During Wednesday night’s critique, coach William Snyder scolded his team to “Get your damn gear out of the picture!”
But Nina Greipel might be forgiven if her pictures contain a camera or two—or 10. Nina’s main job this week is to take the pictures of the people taking the pictures. And to take the pictures of the people coaching the people taking the pictures. And to take the pictures of the people editing the pictures gleaned from all of the above. She uses a lot of those pictures for her other main responsibility: keeping the Workshops’ Facebook page fresh.
It’s Nina’s sixth year as the Workshops’ documentarian. The 2004 WKU graduate has twice served as a labbie, and also logged one stint as a shooting participant and another as an editing participant.
She admits the first few years as the Workshops’ photographer were intimidating. “I was a little under pressure because I was surrounded by so many talented photographers—way more talented than me,” says the 37-year-old from Louisville. “But in the end, I learned to forget about it and do my job, just have fun with it.”
Over the years, she’s figured out the rhythm of the week—what to shoot when, where to be to catch the pinnacle moments. Come day three, for instance, she’s usually getting up before dawn to accompany a shooting participant trying to catch the special early morning light.
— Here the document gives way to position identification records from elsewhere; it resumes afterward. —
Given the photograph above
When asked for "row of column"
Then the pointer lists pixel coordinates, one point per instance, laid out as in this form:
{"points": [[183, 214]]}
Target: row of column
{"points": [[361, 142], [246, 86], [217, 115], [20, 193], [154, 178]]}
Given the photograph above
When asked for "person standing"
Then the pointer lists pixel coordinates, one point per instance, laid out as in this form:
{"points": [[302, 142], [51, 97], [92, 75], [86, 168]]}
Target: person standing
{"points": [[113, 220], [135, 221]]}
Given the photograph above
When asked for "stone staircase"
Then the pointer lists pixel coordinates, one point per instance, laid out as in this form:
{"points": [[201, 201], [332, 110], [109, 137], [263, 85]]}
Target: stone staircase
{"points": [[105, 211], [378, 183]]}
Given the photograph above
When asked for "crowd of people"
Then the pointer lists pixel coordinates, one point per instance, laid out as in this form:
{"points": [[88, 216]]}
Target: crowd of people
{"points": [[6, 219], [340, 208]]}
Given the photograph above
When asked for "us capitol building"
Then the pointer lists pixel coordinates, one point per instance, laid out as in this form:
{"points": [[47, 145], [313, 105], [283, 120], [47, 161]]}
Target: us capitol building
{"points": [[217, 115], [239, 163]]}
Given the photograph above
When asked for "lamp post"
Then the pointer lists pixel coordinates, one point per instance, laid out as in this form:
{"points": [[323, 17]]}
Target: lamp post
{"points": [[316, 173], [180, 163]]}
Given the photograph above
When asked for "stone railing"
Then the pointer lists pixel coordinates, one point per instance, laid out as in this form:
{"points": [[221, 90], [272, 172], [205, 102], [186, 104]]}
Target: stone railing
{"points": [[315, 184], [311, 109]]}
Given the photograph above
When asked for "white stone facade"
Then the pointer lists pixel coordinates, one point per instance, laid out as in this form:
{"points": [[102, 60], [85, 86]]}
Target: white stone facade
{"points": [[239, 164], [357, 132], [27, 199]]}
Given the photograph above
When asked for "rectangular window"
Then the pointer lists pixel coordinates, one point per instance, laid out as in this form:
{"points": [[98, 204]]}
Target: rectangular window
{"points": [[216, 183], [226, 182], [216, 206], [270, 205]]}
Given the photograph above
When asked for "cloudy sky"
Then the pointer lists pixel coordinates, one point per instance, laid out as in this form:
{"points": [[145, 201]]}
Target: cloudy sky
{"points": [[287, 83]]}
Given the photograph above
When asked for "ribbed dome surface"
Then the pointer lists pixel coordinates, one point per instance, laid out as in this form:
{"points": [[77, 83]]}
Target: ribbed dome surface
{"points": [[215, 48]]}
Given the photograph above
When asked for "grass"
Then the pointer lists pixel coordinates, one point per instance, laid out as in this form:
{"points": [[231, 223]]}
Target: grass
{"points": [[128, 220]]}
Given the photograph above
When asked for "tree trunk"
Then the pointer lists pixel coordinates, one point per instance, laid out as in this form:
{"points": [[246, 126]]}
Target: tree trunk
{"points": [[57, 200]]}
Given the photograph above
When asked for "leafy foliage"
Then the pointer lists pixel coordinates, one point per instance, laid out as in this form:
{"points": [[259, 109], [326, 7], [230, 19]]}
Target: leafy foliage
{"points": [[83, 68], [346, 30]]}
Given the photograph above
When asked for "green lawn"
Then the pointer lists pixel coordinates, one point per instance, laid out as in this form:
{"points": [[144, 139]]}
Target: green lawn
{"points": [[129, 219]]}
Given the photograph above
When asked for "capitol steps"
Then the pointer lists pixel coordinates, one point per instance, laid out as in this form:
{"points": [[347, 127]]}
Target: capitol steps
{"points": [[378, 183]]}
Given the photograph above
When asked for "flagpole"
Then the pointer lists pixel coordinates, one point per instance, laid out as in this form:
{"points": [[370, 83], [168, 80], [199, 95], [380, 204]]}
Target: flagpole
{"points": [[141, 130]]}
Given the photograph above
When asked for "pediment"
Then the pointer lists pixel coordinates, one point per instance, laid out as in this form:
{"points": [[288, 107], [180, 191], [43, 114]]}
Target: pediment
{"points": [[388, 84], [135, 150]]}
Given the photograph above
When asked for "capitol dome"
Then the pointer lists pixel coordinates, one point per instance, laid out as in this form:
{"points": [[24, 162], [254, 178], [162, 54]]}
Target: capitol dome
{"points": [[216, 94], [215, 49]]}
By Friday and Saturday, she says, “it’s just cranking.”
This Thursday was typical. After ducking in and out of the Henderson Community College Fine Arts Center all day, she hunted for features during the “golden hour” before the sun sets, grabbed a quick bite, then made the rounds. Her first stop was the dark cave that is the online lab. She consulted with editor Jonathan Woods about an upcoming blog post, and stepped back to fire a few frames when James Gregg came by to chat.
Her next stop was the multimedia lab. There, she dropped to her knees to get a good angle on participant Russell Scalf, who was sandwiched between coaches Liz Baylen and Lynne Warren, who were helping him figure out the best edit of an interview they were screening in Adobe Premiere Pro.
Finally, Nina circled back to the main stage to document the evening’s program. She straddled a chair to shoot the Nikon rep. And as each presenter took their turn, she shot over their shoulders, in their faces, circling them like prey.
Shooting each year’s Workshops, she says, gives her the journalistic juice she needs to fuel her freelance business. And when she gets back to being a pastry chef at her parents’ German restaurant, she’s excited to share with her own family what she got from “hanging out with my journalism family.”
“It re-inspires me. It gets me back in the game. It keeps my shooting fresh, keeps my skills fresh,” she says. “It brings back memories from back in the day when I was a student. You’re nervous. You’re tired. You’re exhausted. You also want to learn. You get that amazing lesson that hits you in the middle of the week. You come out of here thinking your life has just changed dramatically—that’s Mountain Workshops.”